This Monday, I listened to Biing-Hwang (Fred) Juang’s speech, who is from Georgia Institute of Technology. You can find the news on our school’s website. The title of the speech is Prospects of Speech & Multimedia Research For The New Digital Era. Here is some notes of his talk.

Speech Research

Fred said there is a paradigm shift in speech synthesis. Storage prise becomes cheaper today, and this makes speech synthesis no use, because we can just store all the words that we need in advance.

Then he gave a demo on text-to-speech. It was a email reading program. He first gave a traditional version, which sounds quite machine-ish. Then a much better version similar to real human. The challenge is to let computer understand the document.

Went on, Fred brought forward the quesion: Speech recognition is a language problem or just a math or signal processing problem?

The math model has reached its limitations. In comparison of human Vs. machine, human often does better job. He mentioned two approach: 1) Biological approach; 2) more interaction. Interaction means to give more steps for machine to tweak the result.

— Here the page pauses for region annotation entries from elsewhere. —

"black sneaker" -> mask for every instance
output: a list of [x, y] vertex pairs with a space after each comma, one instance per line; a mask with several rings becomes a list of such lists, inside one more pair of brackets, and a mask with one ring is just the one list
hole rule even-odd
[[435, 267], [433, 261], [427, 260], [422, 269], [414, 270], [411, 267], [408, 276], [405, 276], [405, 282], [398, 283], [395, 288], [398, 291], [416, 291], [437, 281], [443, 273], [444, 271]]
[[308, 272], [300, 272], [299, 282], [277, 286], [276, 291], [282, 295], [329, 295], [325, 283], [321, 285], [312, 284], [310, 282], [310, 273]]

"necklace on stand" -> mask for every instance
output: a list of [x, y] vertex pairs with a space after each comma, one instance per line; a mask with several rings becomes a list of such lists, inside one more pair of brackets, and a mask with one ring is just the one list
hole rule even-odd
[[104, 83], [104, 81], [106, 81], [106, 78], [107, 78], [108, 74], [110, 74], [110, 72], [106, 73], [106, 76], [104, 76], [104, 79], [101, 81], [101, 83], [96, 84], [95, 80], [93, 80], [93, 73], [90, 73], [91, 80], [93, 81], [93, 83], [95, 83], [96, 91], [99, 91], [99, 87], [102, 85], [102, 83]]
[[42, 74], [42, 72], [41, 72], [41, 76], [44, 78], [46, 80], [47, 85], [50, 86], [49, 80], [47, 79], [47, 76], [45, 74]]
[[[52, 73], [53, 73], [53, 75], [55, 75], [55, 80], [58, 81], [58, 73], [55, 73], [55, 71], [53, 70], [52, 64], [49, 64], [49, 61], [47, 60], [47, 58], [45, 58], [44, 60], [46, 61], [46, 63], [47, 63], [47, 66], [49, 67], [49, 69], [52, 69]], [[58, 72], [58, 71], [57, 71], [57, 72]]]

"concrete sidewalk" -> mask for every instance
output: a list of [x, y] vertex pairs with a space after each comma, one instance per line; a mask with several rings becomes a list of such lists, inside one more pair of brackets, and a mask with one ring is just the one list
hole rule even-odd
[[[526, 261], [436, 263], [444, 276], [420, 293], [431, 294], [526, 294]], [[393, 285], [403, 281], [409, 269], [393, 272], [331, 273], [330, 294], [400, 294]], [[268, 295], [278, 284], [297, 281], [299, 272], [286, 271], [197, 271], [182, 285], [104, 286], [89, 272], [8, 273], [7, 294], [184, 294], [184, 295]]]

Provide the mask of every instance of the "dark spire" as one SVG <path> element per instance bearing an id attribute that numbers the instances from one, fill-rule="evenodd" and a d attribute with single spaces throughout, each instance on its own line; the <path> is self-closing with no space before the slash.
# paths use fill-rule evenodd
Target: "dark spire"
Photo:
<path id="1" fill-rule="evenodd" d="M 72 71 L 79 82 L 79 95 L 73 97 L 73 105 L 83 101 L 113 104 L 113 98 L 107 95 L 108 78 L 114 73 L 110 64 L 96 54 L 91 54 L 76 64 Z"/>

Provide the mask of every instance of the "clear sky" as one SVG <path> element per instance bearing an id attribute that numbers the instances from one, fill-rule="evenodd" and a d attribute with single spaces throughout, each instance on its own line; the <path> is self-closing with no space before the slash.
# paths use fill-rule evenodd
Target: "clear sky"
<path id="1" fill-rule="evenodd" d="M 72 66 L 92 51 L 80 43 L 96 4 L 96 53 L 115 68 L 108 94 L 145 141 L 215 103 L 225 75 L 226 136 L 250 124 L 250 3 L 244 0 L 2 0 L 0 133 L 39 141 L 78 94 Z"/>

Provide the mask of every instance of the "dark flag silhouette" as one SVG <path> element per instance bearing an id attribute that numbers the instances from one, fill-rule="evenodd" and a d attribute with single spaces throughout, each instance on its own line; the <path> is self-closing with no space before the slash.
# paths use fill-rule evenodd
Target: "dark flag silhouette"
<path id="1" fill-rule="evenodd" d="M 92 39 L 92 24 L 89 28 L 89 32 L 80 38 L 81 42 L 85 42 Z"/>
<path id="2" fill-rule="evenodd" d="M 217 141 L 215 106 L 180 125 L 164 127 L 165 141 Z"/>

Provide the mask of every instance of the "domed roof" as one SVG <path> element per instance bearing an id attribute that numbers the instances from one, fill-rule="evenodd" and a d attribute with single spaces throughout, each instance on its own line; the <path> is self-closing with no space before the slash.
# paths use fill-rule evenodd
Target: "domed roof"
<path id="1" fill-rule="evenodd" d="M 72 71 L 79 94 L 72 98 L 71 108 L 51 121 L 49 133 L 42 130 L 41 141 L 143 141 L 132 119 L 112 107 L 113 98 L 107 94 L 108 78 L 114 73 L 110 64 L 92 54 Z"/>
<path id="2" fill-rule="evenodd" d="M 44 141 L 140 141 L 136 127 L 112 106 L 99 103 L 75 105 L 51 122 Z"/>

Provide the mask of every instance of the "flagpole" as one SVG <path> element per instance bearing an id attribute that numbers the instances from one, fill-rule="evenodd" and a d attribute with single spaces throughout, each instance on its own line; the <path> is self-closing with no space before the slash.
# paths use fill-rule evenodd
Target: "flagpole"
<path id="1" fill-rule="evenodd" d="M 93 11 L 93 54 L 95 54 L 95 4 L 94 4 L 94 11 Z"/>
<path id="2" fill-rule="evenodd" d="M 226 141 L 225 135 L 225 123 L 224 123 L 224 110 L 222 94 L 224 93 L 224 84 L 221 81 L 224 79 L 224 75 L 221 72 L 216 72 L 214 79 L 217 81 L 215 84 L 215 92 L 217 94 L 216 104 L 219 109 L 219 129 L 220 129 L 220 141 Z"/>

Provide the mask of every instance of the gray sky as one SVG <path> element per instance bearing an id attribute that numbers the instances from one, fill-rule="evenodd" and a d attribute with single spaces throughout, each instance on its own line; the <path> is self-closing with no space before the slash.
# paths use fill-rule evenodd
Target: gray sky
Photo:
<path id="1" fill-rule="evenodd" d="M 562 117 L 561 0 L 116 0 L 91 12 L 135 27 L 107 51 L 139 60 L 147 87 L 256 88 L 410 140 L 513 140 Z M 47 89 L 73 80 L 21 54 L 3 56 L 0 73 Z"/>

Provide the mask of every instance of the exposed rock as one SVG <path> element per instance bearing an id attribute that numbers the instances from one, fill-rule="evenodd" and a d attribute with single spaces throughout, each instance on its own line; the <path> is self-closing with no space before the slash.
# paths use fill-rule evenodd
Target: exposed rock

In the future of speech research, Fred said speech technology is of human, it should beyond simple conversion between sound and text.

Media Research

Fred first introduced some new telecom paradigm: Ubiquitous computing; converged digital services; right content, right person, right context.

Then he quickly reviewed some of the research project in GIT.

  • Spatialization & the perceptual dimension. He gave a demo of Multi-channel system, transmiting voices of a male and a female at the same time.
  • Content processing. They are using region of interest to solve low resolution on mobile devices.
  • Embedded and Layered coding. They are using multi-stream coding to deal with high bit error.

In summary, these are the things in the center of future telecom research.